Types of Jet streams:
The origin of the Jets is supported by three kinds of gradients:
- The thermal gradient between pole and equator
- The pressure gradient between pole and equator
- The pressure gradient between surface and subsurface air over the poles.
The two major types are:
- The subtropical jet stream
- The mid-latitude or polar front jet stream
Subtropical Westerly Jet stream:
- They move in the upper troposphere to the north of the subtropical high-pressure belt in both the hemisphere that is above 30 degrees to 35-degree latitude.
- Their circulation from west to east and more regular than the polar front jet stream.
- It flows through most of the year and is produced by the rotation of the earth.
Polar front Jet stream:
- They are formed above the convergence zone (40 degrees and 60 degrees latitude) of the surface polar cold air mass and tropical warm air mass.
- The thermal gradient is steep because of the convergence of two contrasting air masses.
- These move in an easterly direction and have a more variable position than the subtropical jet.
- There is another type of upper-level jet called polar night jet which forms mainly during the winter months when the nights are much longer. It meanders through the upper stratosphere over the poles and is present in the convergence zone above the sub-polar low-pressure belt.

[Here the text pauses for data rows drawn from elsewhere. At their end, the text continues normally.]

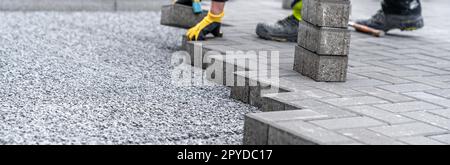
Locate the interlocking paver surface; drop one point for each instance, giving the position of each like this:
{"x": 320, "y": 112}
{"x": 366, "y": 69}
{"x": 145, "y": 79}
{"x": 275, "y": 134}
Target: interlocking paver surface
{"x": 399, "y": 81}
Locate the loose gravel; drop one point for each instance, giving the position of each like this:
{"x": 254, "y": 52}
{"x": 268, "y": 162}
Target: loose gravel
{"x": 103, "y": 78}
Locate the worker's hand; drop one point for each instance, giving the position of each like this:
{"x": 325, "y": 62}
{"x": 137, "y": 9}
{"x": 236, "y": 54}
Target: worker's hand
{"x": 210, "y": 24}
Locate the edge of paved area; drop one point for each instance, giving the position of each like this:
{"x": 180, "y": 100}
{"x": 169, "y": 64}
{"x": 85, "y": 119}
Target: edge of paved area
{"x": 82, "y": 5}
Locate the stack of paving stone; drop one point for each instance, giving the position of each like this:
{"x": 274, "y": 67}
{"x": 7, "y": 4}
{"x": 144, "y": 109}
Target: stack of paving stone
{"x": 287, "y": 4}
{"x": 180, "y": 16}
{"x": 324, "y": 40}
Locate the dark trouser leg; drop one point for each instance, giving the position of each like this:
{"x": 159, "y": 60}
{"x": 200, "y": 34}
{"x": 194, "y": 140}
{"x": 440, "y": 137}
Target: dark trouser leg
{"x": 402, "y": 7}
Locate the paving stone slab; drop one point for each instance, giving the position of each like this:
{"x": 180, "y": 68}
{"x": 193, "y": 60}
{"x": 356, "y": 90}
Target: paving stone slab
{"x": 299, "y": 133}
{"x": 328, "y": 13}
{"x": 180, "y": 16}
{"x": 382, "y": 115}
{"x": 57, "y": 5}
{"x": 408, "y": 106}
{"x": 286, "y": 4}
{"x": 256, "y": 127}
{"x": 369, "y": 137}
{"x": 442, "y": 112}
{"x": 442, "y": 138}
{"x": 345, "y": 123}
{"x": 430, "y": 119}
{"x": 420, "y": 140}
{"x": 408, "y": 129}
{"x": 320, "y": 68}
{"x": 324, "y": 40}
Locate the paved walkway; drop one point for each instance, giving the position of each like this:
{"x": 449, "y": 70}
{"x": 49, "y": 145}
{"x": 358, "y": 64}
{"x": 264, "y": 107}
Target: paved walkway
{"x": 103, "y": 78}
{"x": 397, "y": 91}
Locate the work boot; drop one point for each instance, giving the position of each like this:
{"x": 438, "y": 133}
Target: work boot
{"x": 285, "y": 30}
{"x": 386, "y": 22}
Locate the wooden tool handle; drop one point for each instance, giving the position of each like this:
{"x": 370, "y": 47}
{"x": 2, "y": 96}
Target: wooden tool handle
{"x": 366, "y": 29}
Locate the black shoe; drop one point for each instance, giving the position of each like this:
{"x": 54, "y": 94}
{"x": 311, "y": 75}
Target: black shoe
{"x": 386, "y": 22}
{"x": 285, "y": 30}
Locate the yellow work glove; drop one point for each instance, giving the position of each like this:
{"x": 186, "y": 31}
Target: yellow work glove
{"x": 210, "y": 24}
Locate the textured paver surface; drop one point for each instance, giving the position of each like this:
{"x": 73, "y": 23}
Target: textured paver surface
{"x": 396, "y": 91}
{"x": 103, "y": 78}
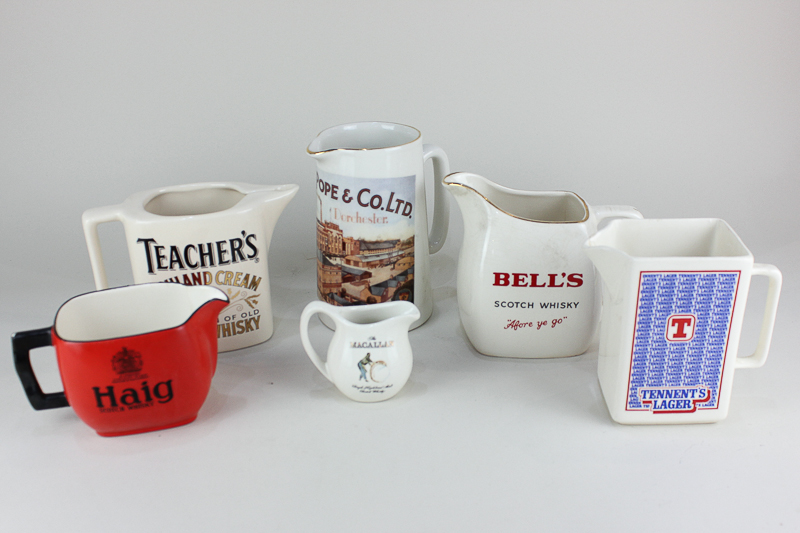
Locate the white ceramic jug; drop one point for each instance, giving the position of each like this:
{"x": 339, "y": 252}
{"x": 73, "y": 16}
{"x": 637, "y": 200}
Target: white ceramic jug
{"x": 674, "y": 295}
{"x": 369, "y": 358}
{"x": 373, "y": 243}
{"x": 525, "y": 287}
{"x": 202, "y": 234}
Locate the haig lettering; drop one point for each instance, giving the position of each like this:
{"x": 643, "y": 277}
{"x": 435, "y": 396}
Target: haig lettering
{"x": 202, "y": 255}
{"x": 134, "y": 398}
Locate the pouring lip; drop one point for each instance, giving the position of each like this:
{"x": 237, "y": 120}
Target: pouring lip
{"x": 509, "y": 189}
{"x": 220, "y": 297}
{"x": 317, "y": 152}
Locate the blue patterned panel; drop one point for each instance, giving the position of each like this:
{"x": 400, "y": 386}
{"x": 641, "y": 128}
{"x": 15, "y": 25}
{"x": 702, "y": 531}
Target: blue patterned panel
{"x": 680, "y": 339}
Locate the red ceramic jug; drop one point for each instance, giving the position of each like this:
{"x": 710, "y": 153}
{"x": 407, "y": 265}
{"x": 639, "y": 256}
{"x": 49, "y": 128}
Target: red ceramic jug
{"x": 132, "y": 359}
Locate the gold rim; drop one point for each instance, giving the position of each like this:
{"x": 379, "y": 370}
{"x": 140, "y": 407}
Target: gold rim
{"x": 585, "y": 206}
{"x": 419, "y": 135}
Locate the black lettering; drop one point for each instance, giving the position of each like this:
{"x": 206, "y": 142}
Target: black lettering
{"x": 166, "y": 396}
{"x": 149, "y": 257}
{"x": 98, "y": 396}
{"x": 250, "y": 245}
{"x": 191, "y": 264}
{"x": 206, "y": 256}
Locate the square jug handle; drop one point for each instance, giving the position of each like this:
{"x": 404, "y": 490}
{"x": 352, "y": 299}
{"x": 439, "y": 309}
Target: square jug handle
{"x": 758, "y": 358}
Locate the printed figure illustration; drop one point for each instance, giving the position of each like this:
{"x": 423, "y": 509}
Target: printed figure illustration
{"x": 365, "y": 239}
{"x": 378, "y": 370}
{"x": 362, "y": 367}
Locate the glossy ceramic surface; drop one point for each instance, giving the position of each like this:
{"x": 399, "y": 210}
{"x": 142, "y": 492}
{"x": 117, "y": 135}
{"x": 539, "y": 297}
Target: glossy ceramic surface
{"x": 215, "y": 234}
{"x": 373, "y": 243}
{"x": 369, "y": 358}
{"x": 525, "y": 286}
{"x": 674, "y": 296}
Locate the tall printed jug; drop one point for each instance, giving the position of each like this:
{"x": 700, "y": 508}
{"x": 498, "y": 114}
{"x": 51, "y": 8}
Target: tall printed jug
{"x": 202, "y": 234}
{"x": 525, "y": 286}
{"x": 373, "y": 243}
{"x": 674, "y": 295}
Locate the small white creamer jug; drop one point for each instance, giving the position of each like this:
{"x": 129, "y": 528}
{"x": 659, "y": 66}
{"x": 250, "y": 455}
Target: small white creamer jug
{"x": 369, "y": 358}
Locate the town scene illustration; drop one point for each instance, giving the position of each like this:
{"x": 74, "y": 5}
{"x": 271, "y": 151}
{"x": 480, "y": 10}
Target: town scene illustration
{"x": 365, "y": 254}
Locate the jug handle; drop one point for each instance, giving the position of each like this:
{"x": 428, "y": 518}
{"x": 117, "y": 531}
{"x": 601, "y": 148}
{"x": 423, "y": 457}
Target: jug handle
{"x": 312, "y": 309}
{"x": 441, "y": 207}
{"x": 759, "y": 357}
{"x": 22, "y": 343}
{"x": 616, "y": 211}
{"x": 91, "y": 218}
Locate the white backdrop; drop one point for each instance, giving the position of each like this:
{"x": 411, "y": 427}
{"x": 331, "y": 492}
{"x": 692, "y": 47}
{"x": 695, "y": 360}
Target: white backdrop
{"x": 678, "y": 108}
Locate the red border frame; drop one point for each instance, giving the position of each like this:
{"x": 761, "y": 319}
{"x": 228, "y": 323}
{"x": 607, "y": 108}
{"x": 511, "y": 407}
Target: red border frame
{"x": 636, "y": 325}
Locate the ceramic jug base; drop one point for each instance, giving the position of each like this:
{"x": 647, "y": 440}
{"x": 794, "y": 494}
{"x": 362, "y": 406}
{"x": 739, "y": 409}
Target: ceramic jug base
{"x": 148, "y": 429}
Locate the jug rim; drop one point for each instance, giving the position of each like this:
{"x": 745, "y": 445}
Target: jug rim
{"x": 529, "y": 193}
{"x": 345, "y": 149}
{"x": 138, "y": 201}
{"x": 407, "y": 309}
{"x": 221, "y": 297}
{"x": 700, "y": 237}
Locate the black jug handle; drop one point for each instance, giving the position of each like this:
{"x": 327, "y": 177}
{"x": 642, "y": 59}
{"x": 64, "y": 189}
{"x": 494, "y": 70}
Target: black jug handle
{"x": 22, "y": 343}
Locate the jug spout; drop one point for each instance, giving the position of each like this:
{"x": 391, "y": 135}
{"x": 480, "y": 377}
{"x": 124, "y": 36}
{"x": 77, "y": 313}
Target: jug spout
{"x": 273, "y": 200}
{"x": 471, "y": 192}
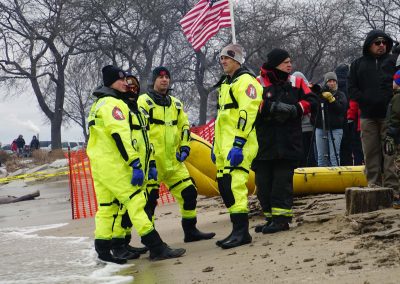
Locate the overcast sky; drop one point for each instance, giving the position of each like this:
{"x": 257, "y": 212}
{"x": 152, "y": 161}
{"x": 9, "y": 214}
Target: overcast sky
{"x": 22, "y": 115}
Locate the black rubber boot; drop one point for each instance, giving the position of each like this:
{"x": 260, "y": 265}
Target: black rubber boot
{"x": 132, "y": 249}
{"x": 240, "y": 233}
{"x": 275, "y": 227}
{"x": 118, "y": 249}
{"x": 158, "y": 249}
{"x": 103, "y": 249}
{"x": 258, "y": 228}
{"x": 192, "y": 234}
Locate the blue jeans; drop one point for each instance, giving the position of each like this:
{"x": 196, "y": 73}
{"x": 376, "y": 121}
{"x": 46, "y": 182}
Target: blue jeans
{"x": 326, "y": 157}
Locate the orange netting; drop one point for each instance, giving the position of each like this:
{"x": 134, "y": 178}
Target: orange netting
{"x": 205, "y": 131}
{"x": 83, "y": 196}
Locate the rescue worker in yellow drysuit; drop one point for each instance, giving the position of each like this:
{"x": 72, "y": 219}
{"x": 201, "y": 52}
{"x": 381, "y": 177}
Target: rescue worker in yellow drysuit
{"x": 235, "y": 141}
{"x": 169, "y": 132}
{"x": 122, "y": 228}
{"x": 119, "y": 168}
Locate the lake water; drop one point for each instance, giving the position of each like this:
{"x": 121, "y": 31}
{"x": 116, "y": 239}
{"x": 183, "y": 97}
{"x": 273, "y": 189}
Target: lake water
{"x": 29, "y": 258}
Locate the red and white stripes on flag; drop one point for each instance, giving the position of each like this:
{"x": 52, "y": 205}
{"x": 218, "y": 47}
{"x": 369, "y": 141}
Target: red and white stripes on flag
{"x": 204, "y": 20}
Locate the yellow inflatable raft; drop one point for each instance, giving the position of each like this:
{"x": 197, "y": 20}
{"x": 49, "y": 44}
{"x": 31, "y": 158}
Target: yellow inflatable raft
{"x": 305, "y": 180}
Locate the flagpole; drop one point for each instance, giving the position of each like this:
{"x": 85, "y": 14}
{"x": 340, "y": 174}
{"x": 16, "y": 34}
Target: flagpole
{"x": 233, "y": 21}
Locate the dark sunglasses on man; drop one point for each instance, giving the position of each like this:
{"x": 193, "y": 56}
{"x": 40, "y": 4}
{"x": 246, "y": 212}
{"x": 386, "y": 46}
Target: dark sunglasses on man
{"x": 379, "y": 42}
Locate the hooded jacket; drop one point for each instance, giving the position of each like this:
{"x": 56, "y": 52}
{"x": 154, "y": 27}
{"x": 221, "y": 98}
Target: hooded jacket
{"x": 366, "y": 78}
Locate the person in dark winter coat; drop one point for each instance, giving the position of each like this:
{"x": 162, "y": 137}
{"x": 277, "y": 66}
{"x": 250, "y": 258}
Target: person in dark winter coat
{"x": 285, "y": 100}
{"x": 367, "y": 87}
{"x": 350, "y": 148}
{"x": 329, "y": 122}
{"x": 20, "y": 144}
{"x": 392, "y": 139}
{"x": 307, "y": 128}
{"x": 34, "y": 143}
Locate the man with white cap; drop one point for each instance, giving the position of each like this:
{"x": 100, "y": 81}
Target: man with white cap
{"x": 235, "y": 142}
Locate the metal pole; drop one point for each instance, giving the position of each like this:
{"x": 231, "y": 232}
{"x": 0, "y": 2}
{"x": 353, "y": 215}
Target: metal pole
{"x": 232, "y": 21}
{"x": 326, "y": 155}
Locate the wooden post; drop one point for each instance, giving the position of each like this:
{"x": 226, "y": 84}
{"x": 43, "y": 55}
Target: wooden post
{"x": 367, "y": 199}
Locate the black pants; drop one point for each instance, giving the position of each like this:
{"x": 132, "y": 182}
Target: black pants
{"x": 274, "y": 181}
{"x": 309, "y": 159}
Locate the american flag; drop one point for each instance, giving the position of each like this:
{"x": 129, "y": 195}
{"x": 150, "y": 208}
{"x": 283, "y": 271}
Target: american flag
{"x": 204, "y": 20}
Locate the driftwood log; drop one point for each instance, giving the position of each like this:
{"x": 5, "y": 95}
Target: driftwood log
{"x": 367, "y": 199}
{"x": 12, "y": 199}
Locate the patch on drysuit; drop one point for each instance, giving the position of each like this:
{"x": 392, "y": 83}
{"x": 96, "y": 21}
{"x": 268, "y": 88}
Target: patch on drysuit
{"x": 118, "y": 114}
{"x": 251, "y": 92}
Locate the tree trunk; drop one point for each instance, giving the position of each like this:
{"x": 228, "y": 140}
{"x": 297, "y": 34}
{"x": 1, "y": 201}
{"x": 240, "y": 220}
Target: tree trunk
{"x": 56, "y": 131}
{"x": 366, "y": 199}
{"x": 203, "y": 109}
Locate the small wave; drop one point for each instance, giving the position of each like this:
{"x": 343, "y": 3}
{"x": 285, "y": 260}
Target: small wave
{"x": 30, "y": 258}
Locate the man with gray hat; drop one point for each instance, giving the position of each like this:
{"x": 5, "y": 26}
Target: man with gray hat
{"x": 371, "y": 87}
{"x": 329, "y": 122}
{"x": 235, "y": 142}
{"x": 170, "y": 135}
{"x": 286, "y": 99}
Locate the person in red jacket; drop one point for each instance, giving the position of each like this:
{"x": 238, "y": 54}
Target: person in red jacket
{"x": 353, "y": 119}
{"x": 14, "y": 147}
{"x": 286, "y": 99}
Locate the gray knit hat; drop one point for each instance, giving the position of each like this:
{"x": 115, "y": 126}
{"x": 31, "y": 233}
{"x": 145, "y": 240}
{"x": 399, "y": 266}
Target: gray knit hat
{"x": 234, "y": 51}
{"x": 330, "y": 76}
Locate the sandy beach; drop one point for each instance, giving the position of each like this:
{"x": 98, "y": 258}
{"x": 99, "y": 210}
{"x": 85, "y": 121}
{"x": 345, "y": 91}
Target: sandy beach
{"x": 322, "y": 246}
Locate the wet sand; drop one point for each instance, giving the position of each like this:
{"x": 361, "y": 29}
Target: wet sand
{"x": 322, "y": 246}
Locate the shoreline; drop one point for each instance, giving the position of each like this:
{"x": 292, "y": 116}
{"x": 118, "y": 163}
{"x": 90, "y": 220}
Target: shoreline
{"x": 322, "y": 244}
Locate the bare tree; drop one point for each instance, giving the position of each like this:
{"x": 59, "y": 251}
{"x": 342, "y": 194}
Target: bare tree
{"x": 325, "y": 35}
{"x": 83, "y": 76}
{"x": 37, "y": 39}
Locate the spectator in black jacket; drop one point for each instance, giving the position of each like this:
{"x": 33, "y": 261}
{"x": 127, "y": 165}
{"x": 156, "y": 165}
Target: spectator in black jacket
{"x": 329, "y": 122}
{"x": 34, "y": 143}
{"x": 286, "y": 99}
{"x": 20, "y": 145}
{"x": 367, "y": 87}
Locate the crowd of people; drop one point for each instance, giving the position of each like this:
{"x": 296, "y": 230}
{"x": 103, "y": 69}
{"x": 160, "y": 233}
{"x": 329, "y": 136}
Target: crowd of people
{"x": 271, "y": 123}
{"x": 19, "y": 147}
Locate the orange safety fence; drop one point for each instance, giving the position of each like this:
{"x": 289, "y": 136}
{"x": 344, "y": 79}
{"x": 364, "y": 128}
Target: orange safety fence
{"x": 83, "y": 196}
{"x": 205, "y": 131}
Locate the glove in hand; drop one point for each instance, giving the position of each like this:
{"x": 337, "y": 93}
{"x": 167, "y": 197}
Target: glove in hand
{"x": 328, "y": 96}
{"x": 213, "y": 158}
{"x": 137, "y": 173}
{"x": 183, "y": 153}
{"x": 282, "y": 112}
{"x": 235, "y": 155}
{"x": 152, "y": 170}
{"x": 389, "y": 145}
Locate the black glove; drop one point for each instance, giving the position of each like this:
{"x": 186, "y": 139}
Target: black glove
{"x": 282, "y": 112}
{"x": 389, "y": 146}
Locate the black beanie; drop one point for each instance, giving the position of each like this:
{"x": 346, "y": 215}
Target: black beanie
{"x": 111, "y": 74}
{"x": 160, "y": 70}
{"x": 275, "y": 57}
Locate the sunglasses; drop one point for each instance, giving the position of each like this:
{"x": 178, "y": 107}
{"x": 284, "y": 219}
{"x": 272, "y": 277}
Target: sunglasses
{"x": 379, "y": 42}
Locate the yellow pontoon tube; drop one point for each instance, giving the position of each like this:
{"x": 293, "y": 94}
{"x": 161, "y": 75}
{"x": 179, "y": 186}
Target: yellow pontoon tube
{"x": 305, "y": 180}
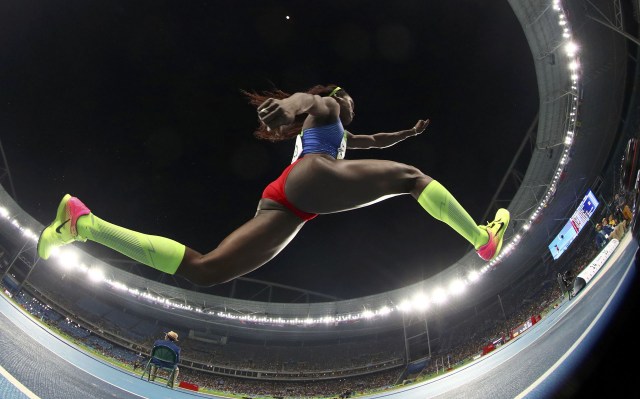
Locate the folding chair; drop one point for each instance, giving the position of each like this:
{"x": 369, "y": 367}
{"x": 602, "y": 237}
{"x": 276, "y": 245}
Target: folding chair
{"x": 163, "y": 358}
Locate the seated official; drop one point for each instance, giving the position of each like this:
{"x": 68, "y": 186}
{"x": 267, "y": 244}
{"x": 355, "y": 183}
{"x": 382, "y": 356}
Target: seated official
{"x": 169, "y": 341}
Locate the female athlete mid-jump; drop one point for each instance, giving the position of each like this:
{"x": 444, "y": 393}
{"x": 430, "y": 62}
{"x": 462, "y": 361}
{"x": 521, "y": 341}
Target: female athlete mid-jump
{"x": 318, "y": 181}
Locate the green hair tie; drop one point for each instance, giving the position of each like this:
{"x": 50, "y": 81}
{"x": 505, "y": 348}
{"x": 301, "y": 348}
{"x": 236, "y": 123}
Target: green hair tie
{"x": 337, "y": 89}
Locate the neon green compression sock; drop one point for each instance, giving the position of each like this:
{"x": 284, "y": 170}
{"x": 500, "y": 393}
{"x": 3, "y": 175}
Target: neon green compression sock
{"x": 440, "y": 204}
{"x": 158, "y": 252}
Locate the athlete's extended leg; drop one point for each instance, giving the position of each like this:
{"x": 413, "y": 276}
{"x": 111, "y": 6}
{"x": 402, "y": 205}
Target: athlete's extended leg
{"x": 321, "y": 184}
{"x": 249, "y": 247}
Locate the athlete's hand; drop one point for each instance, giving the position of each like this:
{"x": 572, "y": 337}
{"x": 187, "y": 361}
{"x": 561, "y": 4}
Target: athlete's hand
{"x": 420, "y": 126}
{"x": 275, "y": 113}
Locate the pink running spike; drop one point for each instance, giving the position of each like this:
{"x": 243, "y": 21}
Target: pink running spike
{"x": 75, "y": 209}
{"x": 487, "y": 251}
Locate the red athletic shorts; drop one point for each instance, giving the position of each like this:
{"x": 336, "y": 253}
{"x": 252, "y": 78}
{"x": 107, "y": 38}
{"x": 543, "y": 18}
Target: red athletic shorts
{"x": 275, "y": 192}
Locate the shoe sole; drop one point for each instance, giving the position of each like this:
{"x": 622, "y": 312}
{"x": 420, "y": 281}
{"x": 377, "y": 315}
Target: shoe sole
{"x": 61, "y": 214}
{"x": 502, "y": 231}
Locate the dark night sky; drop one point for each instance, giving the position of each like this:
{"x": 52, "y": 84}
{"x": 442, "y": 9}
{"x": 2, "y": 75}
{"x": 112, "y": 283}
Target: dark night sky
{"x": 135, "y": 107}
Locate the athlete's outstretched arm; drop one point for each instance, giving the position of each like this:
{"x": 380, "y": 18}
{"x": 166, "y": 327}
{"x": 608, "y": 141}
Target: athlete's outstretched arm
{"x": 382, "y": 140}
{"x": 275, "y": 113}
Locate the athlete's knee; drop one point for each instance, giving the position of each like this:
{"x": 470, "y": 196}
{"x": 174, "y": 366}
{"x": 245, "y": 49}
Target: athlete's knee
{"x": 415, "y": 180}
{"x": 203, "y": 271}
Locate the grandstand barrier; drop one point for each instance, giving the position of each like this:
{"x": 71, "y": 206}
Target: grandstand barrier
{"x": 188, "y": 385}
{"x": 596, "y": 264}
{"x": 525, "y": 326}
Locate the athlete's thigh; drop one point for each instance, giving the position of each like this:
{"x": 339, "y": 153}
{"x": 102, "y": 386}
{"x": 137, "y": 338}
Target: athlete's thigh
{"x": 321, "y": 185}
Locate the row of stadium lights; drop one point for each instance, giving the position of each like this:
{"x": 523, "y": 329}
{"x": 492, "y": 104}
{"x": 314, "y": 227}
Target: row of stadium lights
{"x": 421, "y": 302}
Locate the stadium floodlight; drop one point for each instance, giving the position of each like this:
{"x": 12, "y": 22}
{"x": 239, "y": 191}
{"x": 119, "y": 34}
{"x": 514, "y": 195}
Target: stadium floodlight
{"x": 457, "y": 286}
{"x": 405, "y": 306}
{"x": 571, "y": 48}
{"x": 383, "y": 311}
{"x": 439, "y": 296}
{"x": 420, "y": 301}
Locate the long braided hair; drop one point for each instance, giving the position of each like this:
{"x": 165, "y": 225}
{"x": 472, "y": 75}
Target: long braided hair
{"x": 292, "y": 130}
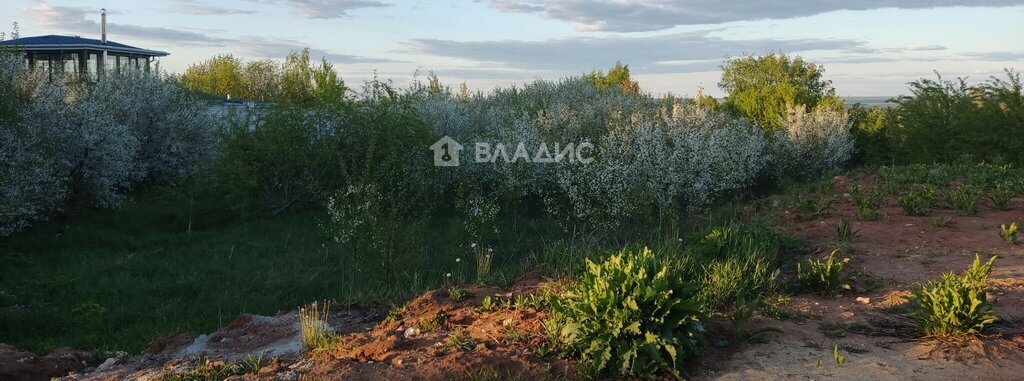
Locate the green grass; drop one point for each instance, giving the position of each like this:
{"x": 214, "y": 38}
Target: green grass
{"x": 117, "y": 280}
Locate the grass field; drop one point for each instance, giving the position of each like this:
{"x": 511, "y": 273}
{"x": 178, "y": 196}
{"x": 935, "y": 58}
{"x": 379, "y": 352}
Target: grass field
{"x": 116, "y": 280}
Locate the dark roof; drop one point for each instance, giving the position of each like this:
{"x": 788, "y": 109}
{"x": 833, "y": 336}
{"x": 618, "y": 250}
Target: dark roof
{"x": 52, "y": 42}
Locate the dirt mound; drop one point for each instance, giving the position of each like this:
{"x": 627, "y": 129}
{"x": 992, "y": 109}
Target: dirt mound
{"x": 433, "y": 337}
{"x": 19, "y": 366}
{"x": 873, "y": 338}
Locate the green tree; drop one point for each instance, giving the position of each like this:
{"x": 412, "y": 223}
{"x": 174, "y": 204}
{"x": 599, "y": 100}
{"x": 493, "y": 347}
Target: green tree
{"x": 328, "y": 87}
{"x": 220, "y": 76}
{"x": 943, "y": 120}
{"x": 261, "y": 79}
{"x": 296, "y": 79}
{"x": 762, "y": 87}
{"x": 617, "y": 77}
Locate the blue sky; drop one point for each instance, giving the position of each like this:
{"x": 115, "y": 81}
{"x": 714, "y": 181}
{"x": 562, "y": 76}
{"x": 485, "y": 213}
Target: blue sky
{"x": 867, "y": 47}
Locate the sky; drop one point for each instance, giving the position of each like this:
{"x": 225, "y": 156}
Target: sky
{"x": 867, "y": 47}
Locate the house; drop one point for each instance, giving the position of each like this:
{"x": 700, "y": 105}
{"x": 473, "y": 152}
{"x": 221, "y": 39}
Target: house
{"x": 59, "y": 54}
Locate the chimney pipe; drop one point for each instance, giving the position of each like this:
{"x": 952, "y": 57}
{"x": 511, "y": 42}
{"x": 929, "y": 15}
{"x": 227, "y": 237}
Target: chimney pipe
{"x": 102, "y": 26}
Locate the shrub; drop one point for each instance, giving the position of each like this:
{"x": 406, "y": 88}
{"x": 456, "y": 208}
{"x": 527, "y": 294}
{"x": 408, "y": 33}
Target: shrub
{"x": 632, "y": 314}
{"x": 913, "y": 202}
{"x": 78, "y": 143}
{"x": 942, "y": 120}
{"x": 1003, "y": 194}
{"x": 844, "y": 231}
{"x": 762, "y": 87}
{"x": 867, "y": 202}
{"x": 811, "y": 143}
{"x": 965, "y": 200}
{"x": 316, "y": 333}
{"x": 823, "y": 276}
{"x": 940, "y": 221}
{"x": 1009, "y": 234}
{"x": 954, "y": 306}
{"x": 733, "y": 260}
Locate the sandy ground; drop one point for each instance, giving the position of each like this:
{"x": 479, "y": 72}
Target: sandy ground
{"x": 888, "y": 256}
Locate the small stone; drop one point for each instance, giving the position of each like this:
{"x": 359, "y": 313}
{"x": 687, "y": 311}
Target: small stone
{"x": 108, "y": 364}
{"x": 411, "y": 332}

- A barrier jet in the low levels forms just upstream of mountain chains, with the mountains causing the jet to be oriented parallel to the mountains.
- Coastal low-level jets are related to a sharp contrast between high temperatures over land and lower temperatures over the sea and play an important role in coastal weather, giving rise to strong coast parallel winds. These are associated with oceanic high-pressure systems and thermal lows over land.
- A valley exit jet is a strong, down-valley, elevated air current that flows above the intersection of the valley and its adjacent plain. They can achieve high speeds and heights.
- The mid-level African easterly jet occurs during the summer in Northern Hemisphere between 10°N and 20°N above West Africa. While the nocturnal poleward low-level jet occurs in the Great Plains of East and South Africa.
They have an immense influence on local and regional weather conditions.
There is a close relationship between the intensity of temperate cyclones and jet streams. Severe storms occur when Jet streams interfere with surface wind systems.
They also help in giving a relatively clear picture of the occurrence of the events of El Nino and La Nina
They are also used by aviators if they have to fly in the direction of the flow of the jet streams. But aviators avoid them when flying in the opposite direction of the jet streams because Jet streams are unpredictable can cause sudden movement even when the weather looks calm and clear.
The monsoon of South Asia is largely affected and controlled by Jet streams.
The monsoons also depend on the upper air circulation which is dominated by Sub Tropical Jet Streams. The southwest monsoon in India is related to the tropical easterly stream which is between 8-35 degrees North latitudes. The northeast monsoon in the winters is related to the subtropical westerly Jet Stream which blows between 20-35 degree latitudes in both hemispheres.
They are also known to bring the ozone-depleting substances to the stratosphere hence aiding in the ozone layer depletion by acting as a vehicle.